Figure 4: Top-4 conversion-predictive features show distinct localization—medial temporal lobe, subcortical nuclei, and temporo-parietal networks—matching known AD progression.
Cross-Cohort Replication
Applying the ADNI-trained GeoSAE to AIBL without any retraining demonstrates strong cross-cohort replication (Pearson r=0.97), outperforming both standard SAE and variational autoencoder baselines. The annotation assignments and feature activation patterns generalize robustly, indicating the extraction of stable, biologically relevant signals.
Figure 5: Strong cross-cohort annotation replication of GeoSAE features between ADNI and AIBL, colored by clinical category.
Ablation Studies
Comprehensive ablation confirms that manifold regularization is pivotal—removing it drastically reduces the number of active features and their clinical annotation rate. Sensitivity analysis across regularization strengths, dictionary sizes, and activation sparsity demonstrates robustness. Removing AD-related features substantially reduces predictive AUC, while removing comorbidity or non-specific features has minimal or even positive effects, substantiating that predictive gains stem from clinically relevant annotations.

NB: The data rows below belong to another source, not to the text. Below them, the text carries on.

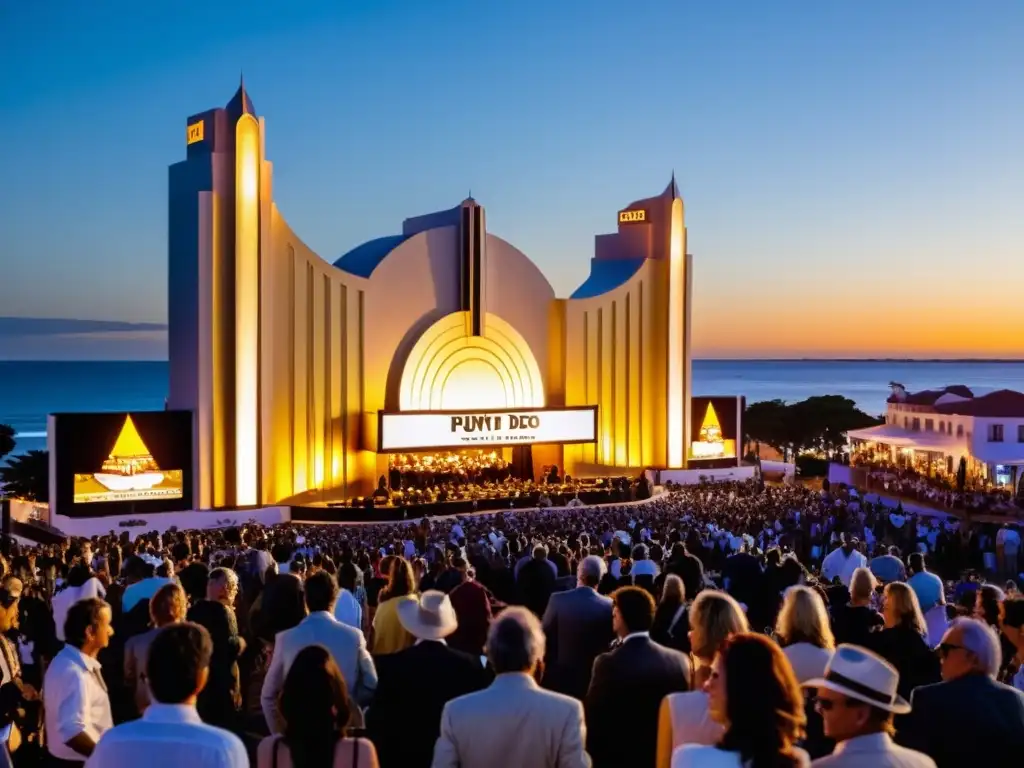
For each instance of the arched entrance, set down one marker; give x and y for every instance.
(448, 370)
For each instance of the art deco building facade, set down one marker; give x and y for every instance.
(289, 360)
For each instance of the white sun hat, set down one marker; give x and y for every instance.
(857, 673)
(430, 617)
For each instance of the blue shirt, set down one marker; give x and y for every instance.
(169, 736)
(928, 587)
(143, 590)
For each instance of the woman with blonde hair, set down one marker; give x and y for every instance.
(670, 619)
(855, 623)
(804, 632)
(902, 641)
(388, 634)
(684, 718)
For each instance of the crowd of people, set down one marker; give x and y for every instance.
(977, 497)
(726, 625)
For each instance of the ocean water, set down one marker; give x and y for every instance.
(31, 390)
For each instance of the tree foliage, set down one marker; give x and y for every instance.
(27, 476)
(818, 424)
(6, 439)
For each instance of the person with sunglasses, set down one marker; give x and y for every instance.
(857, 699)
(969, 719)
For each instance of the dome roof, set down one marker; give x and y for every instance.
(363, 259)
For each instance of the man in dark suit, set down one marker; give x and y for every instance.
(969, 719)
(628, 685)
(536, 581)
(414, 685)
(578, 627)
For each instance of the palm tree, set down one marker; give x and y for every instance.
(27, 476)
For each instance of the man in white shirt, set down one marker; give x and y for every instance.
(347, 609)
(170, 733)
(81, 586)
(75, 699)
(347, 647)
(843, 561)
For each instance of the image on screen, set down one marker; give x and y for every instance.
(129, 473)
(121, 463)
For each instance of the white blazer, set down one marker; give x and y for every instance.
(346, 645)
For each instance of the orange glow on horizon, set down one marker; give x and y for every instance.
(854, 322)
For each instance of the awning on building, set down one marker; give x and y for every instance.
(891, 434)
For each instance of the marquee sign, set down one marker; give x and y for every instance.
(633, 217)
(194, 132)
(427, 430)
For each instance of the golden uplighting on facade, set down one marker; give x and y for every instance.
(301, 363)
(247, 310)
(677, 293)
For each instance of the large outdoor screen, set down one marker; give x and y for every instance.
(117, 463)
(419, 430)
(716, 433)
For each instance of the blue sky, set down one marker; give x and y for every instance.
(852, 171)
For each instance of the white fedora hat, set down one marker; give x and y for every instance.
(857, 673)
(430, 617)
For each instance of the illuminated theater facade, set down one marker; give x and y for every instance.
(304, 376)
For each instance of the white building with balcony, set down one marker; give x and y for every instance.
(933, 429)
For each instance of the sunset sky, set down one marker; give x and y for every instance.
(853, 172)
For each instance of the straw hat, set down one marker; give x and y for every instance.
(859, 674)
(431, 617)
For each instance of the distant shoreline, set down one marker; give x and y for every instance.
(945, 360)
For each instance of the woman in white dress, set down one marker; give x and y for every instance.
(760, 731)
(805, 634)
(684, 717)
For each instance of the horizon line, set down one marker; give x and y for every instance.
(1006, 360)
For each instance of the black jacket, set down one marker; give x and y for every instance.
(626, 692)
(907, 651)
(970, 722)
(413, 687)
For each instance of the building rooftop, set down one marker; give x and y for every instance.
(929, 396)
(1001, 402)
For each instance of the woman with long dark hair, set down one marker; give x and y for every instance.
(761, 730)
(317, 712)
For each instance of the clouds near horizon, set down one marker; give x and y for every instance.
(61, 338)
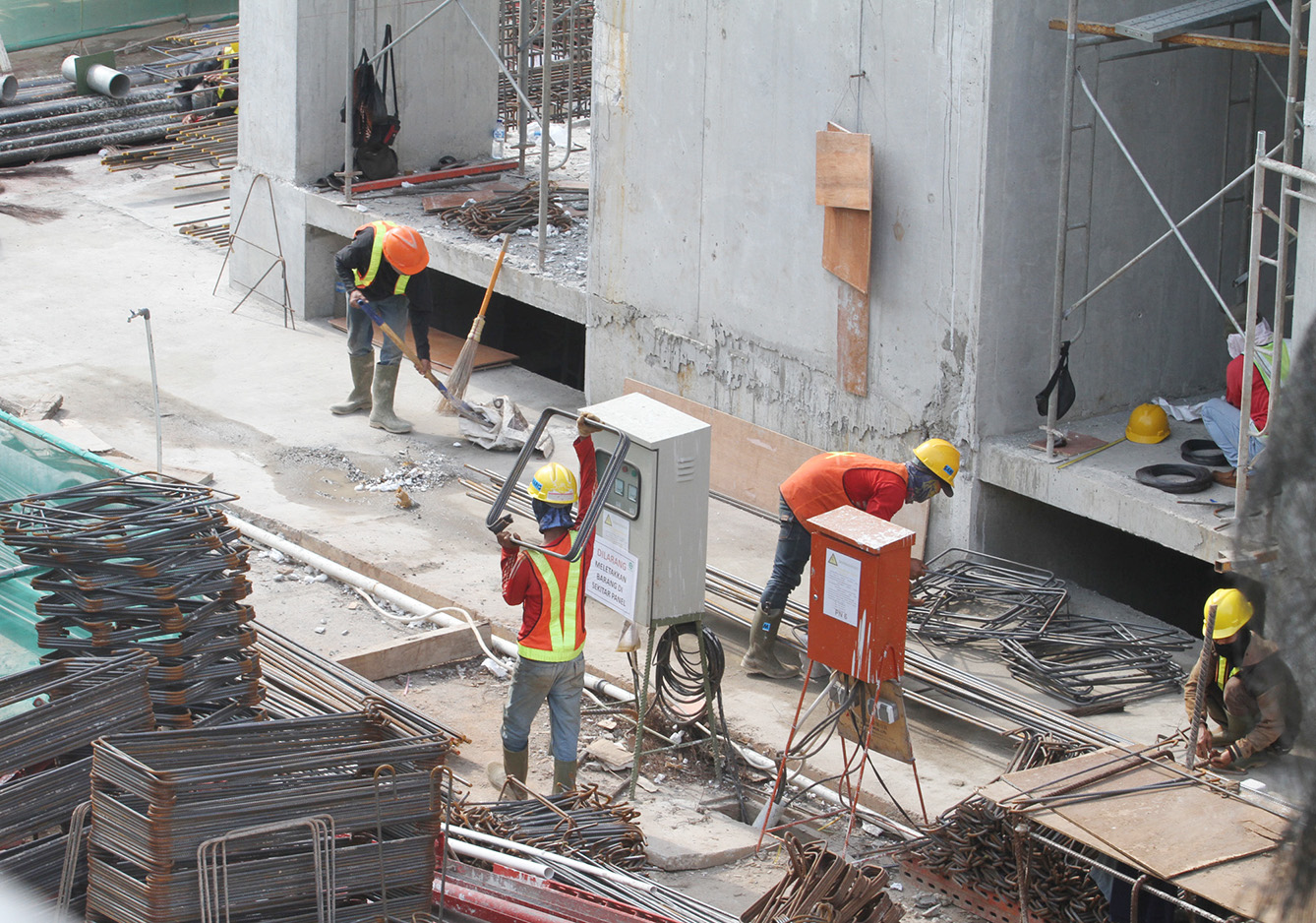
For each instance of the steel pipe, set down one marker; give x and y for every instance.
(104, 81)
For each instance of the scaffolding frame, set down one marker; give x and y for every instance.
(536, 19)
(1098, 34)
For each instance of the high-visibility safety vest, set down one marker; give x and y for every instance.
(377, 256)
(816, 486)
(558, 635)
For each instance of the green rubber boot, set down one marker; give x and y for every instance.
(382, 394)
(362, 377)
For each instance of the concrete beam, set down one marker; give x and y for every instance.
(436, 648)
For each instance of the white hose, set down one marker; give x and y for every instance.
(419, 610)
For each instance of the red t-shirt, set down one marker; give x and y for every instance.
(1260, 393)
(520, 586)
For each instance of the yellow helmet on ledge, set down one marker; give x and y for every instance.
(1148, 424)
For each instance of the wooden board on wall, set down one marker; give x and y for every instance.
(844, 170)
(748, 462)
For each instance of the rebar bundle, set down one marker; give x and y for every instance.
(974, 845)
(822, 887)
(969, 596)
(505, 214)
(51, 715)
(579, 823)
(158, 799)
(149, 563)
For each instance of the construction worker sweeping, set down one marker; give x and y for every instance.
(550, 592)
(384, 270)
(1252, 694)
(822, 483)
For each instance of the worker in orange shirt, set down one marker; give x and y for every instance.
(550, 592)
(820, 485)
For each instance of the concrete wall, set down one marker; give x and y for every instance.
(705, 241)
(294, 77)
(1159, 331)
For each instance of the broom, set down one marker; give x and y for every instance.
(460, 374)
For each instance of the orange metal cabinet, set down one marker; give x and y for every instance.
(859, 594)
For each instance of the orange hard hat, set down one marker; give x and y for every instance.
(404, 249)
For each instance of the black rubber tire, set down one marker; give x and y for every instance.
(1175, 478)
(1202, 452)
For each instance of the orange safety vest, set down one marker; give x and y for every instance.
(816, 486)
(377, 256)
(558, 635)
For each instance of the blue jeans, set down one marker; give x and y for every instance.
(536, 681)
(793, 555)
(392, 311)
(1223, 419)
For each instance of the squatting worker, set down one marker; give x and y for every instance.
(550, 592)
(384, 268)
(822, 483)
(1250, 692)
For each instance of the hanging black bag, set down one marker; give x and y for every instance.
(1061, 384)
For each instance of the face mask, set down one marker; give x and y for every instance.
(923, 483)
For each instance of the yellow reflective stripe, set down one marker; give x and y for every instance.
(562, 612)
(377, 256)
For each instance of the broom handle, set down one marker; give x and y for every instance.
(489, 292)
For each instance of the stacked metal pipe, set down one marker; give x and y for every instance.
(236, 798)
(572, 823)
(149, 563)
(53, 712)
(822, 887)
(974, 845)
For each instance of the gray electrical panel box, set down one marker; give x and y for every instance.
(651, 540)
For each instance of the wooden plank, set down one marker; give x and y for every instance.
(748, 462)
(848, 245)
(844, 170)
(436, 648)
(444, 347)
(852, 339)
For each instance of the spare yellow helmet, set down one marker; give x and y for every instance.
(1148, 424)
(942, 460)
(553, 483)
(1232, 608)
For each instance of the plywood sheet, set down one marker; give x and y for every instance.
(852, 339)
(844, 170)
(1184, 833)
(444, 347)
(848, 245)
(748, 462)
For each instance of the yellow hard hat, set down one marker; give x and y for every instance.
(1232, 610)
(941, 459)
(553, 483)
(1148, 424)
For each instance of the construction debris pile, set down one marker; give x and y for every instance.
(976, 847)
(572, 823)
(968, 596)
(822, 887)
(148, 563)
(505, 214)
(277, 819)
(45, 760)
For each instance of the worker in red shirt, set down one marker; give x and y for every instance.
(820, 485)
(550, 592)
(1223, 415)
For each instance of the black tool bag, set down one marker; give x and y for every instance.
(374, 128)
(1061, 384)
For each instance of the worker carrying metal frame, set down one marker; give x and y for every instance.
(1252, 694)
(550, 591)
(820, 485)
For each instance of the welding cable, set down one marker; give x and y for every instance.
(680, 677)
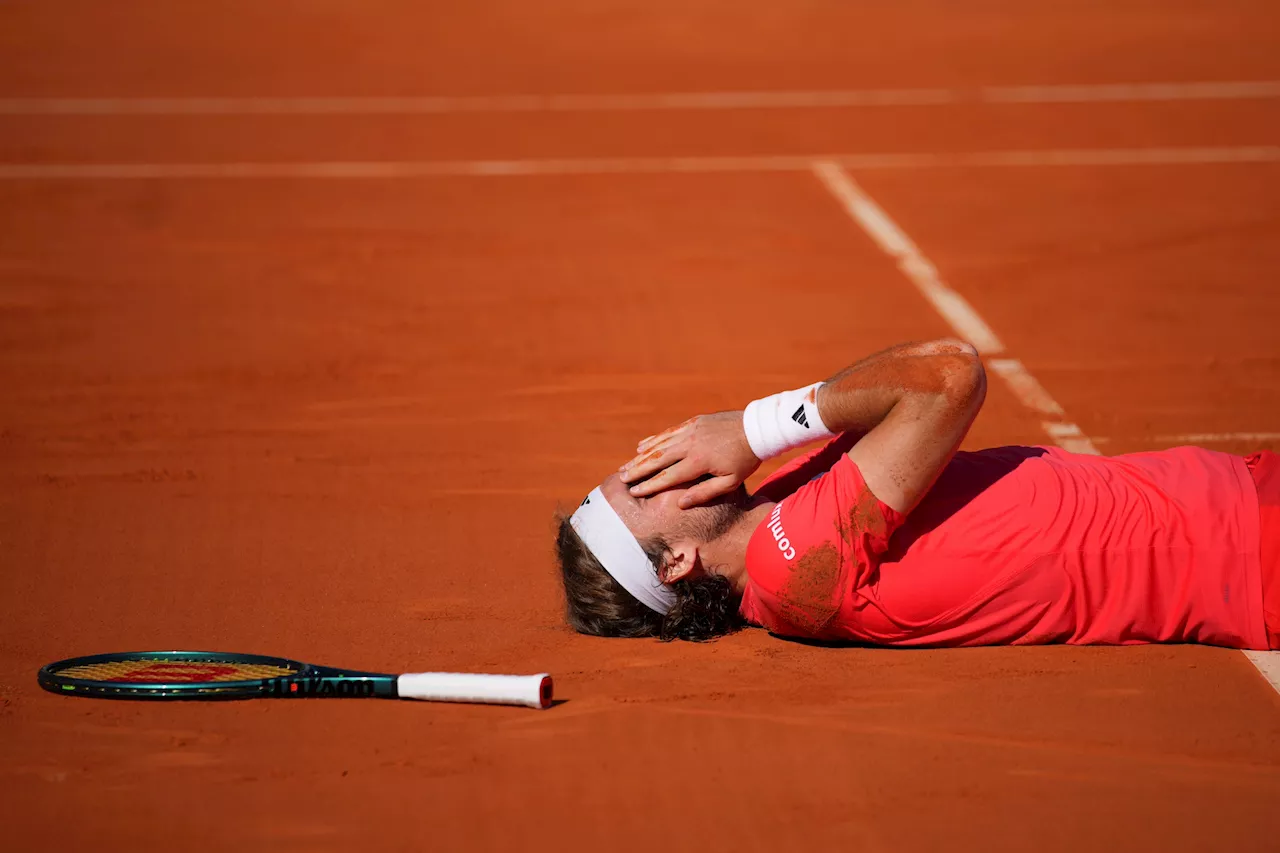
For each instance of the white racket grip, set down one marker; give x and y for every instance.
(529, 690)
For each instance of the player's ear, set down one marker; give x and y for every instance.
(680, 562)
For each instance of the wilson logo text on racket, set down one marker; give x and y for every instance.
(319, 685)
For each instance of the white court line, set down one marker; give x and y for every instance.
(895, 242)
(955, 309)
(1269, 665)
(581, 103)
(914, 265)
(1198, 438)
(339, 169)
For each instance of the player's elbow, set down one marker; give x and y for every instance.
(964, 378)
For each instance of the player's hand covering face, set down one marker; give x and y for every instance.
(707, 446)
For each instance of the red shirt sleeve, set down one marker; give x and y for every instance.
(818, 547)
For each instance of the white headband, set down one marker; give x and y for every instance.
(617, 550)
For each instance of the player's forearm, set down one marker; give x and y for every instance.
(938, 377)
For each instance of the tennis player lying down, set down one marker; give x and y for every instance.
(888, 536)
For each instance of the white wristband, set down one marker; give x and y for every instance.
(780, 423)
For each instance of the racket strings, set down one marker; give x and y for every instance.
(174, 671)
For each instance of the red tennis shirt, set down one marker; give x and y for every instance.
(1014, 546)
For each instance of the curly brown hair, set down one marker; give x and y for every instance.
(595, 603)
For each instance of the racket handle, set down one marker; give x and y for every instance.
(529, 690)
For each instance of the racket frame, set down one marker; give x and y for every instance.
(306, 682)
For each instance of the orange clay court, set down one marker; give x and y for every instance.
(314, 313)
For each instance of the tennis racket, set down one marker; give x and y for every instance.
(219, 675)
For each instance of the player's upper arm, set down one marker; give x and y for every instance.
(901, 457)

Implications and Future Directions
GeoSAE closes critical interpretability gaps for clinical deployment of brain MRI FMs by extracting orthogonal, clinically specific features that generalize across cohorts. Its methodology sets a precedent for geometry-informed interpretability in biomarker discovery from black-box models, enabling actionable decomposition of FM representations into medically meaningful dimensions. Practically, this advances the trustworthiness and clinical admissibility of AI-driven neuroimaging analytics.
Future work should explore the application of GeoSAE to other foundation model architectures beyond ViT and additional clinical domains. The quadratic scaling of the k-NN construction is a current computational bottleneck but may be mitigated via approximate or distributed neighbor search techniques. Furthermore, manifold-informed regularization could be integrated into end-to-end FM training, potentially enhancing both interpretability and generalization.
Conclusion
GeoSAE demonstrates that the learned geometric structure of large, frozen foundation models can be leveraged to extract sparse, stable, and interpretable clinical features—even in the confounder-rich regime of neuroimaging. The manifold-regularized sparse autoencoder provides a viable pathway for turning opaque high-dimensional representations into actionable neurobiological and clinical insights.